# Sicherheitstechnik an Hydraulikpresse



## tymanis (6 Mai 2013)

Hallo zusammen,

ich soll an einer alten Presse die Sicherheitstechnik erneuern (Neues Relais, Not-Halt und 2-Hand-Bedienung neu, 2 Schütze in Reihe schalten bereits die Ventile und die Hydraulik ab)

Mein Kollege sagt, ich soll aufpassen was Pressen angeht. Nun hab ich schon von Messungen bei Lichtgittern gehört.
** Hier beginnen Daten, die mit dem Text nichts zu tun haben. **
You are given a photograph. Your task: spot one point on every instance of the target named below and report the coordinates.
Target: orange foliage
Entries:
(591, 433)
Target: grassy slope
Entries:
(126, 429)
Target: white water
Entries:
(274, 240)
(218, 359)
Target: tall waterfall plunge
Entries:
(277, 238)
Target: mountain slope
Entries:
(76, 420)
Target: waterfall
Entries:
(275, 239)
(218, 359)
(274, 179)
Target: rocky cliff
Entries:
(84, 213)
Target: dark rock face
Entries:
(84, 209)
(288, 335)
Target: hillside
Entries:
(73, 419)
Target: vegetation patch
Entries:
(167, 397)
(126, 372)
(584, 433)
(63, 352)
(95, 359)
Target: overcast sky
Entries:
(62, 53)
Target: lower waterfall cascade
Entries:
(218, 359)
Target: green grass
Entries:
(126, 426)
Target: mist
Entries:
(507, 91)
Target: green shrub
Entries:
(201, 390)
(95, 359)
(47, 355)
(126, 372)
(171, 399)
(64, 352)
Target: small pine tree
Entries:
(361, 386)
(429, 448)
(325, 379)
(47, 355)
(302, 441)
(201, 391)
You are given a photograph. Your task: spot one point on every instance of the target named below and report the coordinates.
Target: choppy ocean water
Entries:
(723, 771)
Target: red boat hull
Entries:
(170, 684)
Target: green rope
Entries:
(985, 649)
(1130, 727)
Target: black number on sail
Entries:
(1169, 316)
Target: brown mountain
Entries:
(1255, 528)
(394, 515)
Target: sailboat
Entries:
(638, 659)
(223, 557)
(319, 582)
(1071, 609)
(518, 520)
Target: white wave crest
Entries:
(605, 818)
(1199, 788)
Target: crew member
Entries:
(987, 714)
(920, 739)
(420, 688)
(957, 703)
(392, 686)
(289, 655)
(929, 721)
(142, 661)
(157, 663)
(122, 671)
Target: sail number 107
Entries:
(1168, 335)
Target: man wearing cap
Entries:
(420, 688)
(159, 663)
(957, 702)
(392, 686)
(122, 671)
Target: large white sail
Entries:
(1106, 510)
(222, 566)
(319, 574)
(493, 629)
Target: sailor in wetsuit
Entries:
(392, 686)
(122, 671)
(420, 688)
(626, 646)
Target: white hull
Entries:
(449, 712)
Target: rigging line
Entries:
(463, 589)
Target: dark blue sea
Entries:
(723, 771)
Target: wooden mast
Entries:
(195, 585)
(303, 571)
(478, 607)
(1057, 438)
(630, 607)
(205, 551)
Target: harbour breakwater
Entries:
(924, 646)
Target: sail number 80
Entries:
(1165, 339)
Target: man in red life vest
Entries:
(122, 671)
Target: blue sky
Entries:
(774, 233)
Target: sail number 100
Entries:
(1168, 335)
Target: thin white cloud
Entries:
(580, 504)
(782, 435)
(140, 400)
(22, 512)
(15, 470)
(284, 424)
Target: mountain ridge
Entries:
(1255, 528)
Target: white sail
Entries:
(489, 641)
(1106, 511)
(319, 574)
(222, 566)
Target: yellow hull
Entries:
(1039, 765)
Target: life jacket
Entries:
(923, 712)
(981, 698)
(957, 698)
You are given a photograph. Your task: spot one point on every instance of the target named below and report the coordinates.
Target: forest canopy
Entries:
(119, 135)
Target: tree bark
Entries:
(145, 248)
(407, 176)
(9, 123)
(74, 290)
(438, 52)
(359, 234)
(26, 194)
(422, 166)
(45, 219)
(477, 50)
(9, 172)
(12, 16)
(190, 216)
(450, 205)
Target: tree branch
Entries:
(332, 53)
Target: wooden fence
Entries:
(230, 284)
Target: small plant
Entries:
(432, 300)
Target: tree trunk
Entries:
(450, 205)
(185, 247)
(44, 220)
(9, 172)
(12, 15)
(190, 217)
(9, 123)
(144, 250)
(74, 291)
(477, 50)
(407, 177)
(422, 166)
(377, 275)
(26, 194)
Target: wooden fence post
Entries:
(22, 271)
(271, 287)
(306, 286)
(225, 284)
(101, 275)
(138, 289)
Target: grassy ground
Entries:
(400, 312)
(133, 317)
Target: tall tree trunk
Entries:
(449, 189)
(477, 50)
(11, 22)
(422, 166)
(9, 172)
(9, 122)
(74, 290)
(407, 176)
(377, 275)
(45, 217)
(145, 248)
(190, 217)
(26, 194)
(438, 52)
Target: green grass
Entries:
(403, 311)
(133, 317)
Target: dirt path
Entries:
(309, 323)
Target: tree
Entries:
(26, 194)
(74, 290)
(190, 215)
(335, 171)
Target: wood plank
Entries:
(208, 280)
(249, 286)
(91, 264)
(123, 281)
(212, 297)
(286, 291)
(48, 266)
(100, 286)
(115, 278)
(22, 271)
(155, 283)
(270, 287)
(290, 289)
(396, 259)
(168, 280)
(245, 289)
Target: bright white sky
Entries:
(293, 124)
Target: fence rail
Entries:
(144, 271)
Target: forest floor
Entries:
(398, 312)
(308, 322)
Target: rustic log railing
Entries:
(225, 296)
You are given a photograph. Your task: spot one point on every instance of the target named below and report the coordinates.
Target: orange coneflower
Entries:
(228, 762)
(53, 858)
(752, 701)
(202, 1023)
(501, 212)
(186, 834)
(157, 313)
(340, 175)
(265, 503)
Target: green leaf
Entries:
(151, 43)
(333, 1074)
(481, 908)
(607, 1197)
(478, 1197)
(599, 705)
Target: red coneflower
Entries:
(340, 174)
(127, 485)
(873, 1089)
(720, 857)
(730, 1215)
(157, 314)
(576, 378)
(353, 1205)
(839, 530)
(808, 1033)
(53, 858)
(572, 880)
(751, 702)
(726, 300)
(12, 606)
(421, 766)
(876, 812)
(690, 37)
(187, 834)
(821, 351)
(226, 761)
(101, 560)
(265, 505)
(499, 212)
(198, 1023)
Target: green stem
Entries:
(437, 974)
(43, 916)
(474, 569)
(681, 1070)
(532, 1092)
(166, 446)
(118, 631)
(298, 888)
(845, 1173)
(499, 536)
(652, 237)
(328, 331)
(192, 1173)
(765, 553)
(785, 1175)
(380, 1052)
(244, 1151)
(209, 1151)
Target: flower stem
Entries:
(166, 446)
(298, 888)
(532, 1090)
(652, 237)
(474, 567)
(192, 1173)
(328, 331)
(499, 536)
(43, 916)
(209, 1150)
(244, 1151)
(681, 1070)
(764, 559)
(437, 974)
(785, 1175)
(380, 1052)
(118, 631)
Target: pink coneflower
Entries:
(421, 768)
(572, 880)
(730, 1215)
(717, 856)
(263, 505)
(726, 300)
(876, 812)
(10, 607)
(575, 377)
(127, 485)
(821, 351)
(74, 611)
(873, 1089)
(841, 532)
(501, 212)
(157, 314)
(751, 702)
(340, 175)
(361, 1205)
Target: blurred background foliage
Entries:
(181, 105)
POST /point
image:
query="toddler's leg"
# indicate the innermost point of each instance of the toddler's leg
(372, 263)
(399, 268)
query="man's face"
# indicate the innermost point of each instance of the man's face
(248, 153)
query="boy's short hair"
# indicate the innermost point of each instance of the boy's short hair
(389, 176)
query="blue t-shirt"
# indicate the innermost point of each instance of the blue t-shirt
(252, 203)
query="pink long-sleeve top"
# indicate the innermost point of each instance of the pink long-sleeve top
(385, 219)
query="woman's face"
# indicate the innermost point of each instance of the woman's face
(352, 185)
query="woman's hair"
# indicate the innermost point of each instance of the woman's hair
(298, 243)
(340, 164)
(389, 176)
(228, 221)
Da geht es glaube ich um die Zeit des Abschaltens.
Kann man sich auch irgendwie gut vorstellen, durch ein Lichtgitter ist man mal schnell dran an der Bewegung.

Wie ist das nun beim Not-Halt und der 2-Hand-Bedienung?
Muss ich da bei einer Presse auf etwas besonderes achten?

Vielen Dank


----------



## Ottmar (6 Mai 2013)

Hi!

Normalerweise gibt es für Pressen eine sogenannte "Typ-C-Norm".
Hierin sind die Sicherheitsanforderungen genau beschrieben.

Damit handelt es sich auch um eine "gefährliche Maschine" im Sinne der Maschinenrichtlinie.
Hierdurch muss eine benannte Stelle zum Konformitätsverfahren hinzugezogen werden!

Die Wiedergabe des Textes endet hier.